POSSIBLE SOLUTION (this is what we are doing at CARET but I would like to see this patched into trunk and 2.4.x if people think it is worthwhile):
1) Increase the timing on the digest check to once every 12 hours (I cannot see any reason to have it any shorter than this but I might be missing something, is there a reason?). Make this configurable in sakai.properties. This should be using a Timer instead od a thread.
2) Add in a check to the cluster service which purges all locks which are over X hours old. I am thinking something like 24 hours or maybe less for the default. This would be configurable in sakai.properties.
We are also seeing locks in the tables as old as 1.5 years (early 2006). This tells me that the current cleanup code is not completely trustworthy. I think this needs more investigation in the long run, but in order to keep our servers from dying this fix should be ok in the short run.
(from Stephen Marquard)
The cleanup code you're looking at in trunk (SAK-9857) is new for 2.5 - as you say, the 2-4-x and earlier cleanup code is indeed not trustworthy. We also have some of those (though none with null USAGE_SESSION_IDs).

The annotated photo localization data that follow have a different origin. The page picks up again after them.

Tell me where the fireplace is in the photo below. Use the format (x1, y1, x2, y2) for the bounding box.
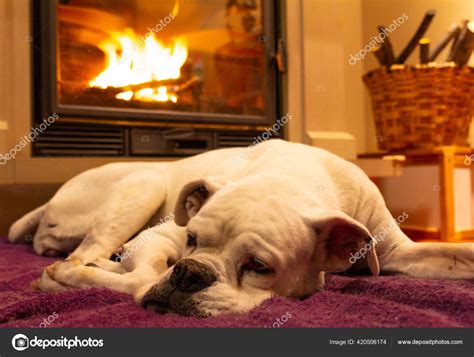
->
(32, 0, 283, 156)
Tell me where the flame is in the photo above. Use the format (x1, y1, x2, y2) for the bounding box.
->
(89, 28, 188, 103)
(135, 87, 178, 103)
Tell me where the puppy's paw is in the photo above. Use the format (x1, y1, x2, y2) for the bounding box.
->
(36, 270, 69, 292)
(45, 258, 84, 287)
(45, 261, 63, 277)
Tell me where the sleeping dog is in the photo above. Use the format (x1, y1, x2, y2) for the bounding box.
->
(8, 140, 474, 316)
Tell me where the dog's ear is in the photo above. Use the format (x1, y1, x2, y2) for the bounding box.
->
(174, 178, 224, 226)
(304, 208, 379, 276)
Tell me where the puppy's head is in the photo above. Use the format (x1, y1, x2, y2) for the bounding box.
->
(138, 175, 379, 317)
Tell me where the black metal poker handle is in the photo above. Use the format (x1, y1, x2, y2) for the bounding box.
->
(395, 10, 436, 64)
(377, 26, 395, 66)
(447, 21, 474, 65)
(429, 24, 461, 62)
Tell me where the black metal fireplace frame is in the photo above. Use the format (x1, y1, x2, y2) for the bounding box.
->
(32, 0, 281, 127)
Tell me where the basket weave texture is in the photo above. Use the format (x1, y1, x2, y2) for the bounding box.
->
(363, 65, 474, 151)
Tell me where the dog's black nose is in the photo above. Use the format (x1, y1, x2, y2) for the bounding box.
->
(170, 259, 217, 293)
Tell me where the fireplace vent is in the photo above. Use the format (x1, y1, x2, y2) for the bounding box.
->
(34, 124, 125, 156)
(217, 132, 266, 148)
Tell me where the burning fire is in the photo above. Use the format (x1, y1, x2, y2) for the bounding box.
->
(89, 29, 187, 103)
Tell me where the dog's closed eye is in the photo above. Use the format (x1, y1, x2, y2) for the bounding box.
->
(238, 257, 274, 284)
(242, 257, 274, 276)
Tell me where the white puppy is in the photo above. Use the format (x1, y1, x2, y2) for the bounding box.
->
(8, 140, 474, 317)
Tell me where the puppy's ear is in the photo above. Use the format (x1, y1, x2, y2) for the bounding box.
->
(174, 178, 224, 226)
(304, 208, 379, 276)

It would probably be a good idea to add:
DELETE FROM SAKAI_LOCKS;
to the 2.4 > 2.5 conversion scripts.
Some final notes for everyone out there now that the issue is solved for us:
1) The dates in the XML blob that stores digests got our of sync for us and this was causing even worse problems. The code was checking and
seeing that the date range was not what it expected and therefore it would update the row in the DB for each one that did not match
(unfortunately it updated it to the same thing that was already there). This basically ensured it would loop forever and the updates
would crush our DB server with us seeing NumAppServers * NumCorruptDigestEntries updates per second.
With the fixes in, our load has dropped way down into easily acceptable levels.
If you see something like this happening (you are probably going to only notice it in the DB logs when you start to run out of space), the
solution is to either correct the dates in the XML or to fix the XML by removing the <message> tags (basically emptying out the everything
in the xml blob except a couple tags). This will be much harder or impossible if you are running trunk because of the new encoding so be
aware of that.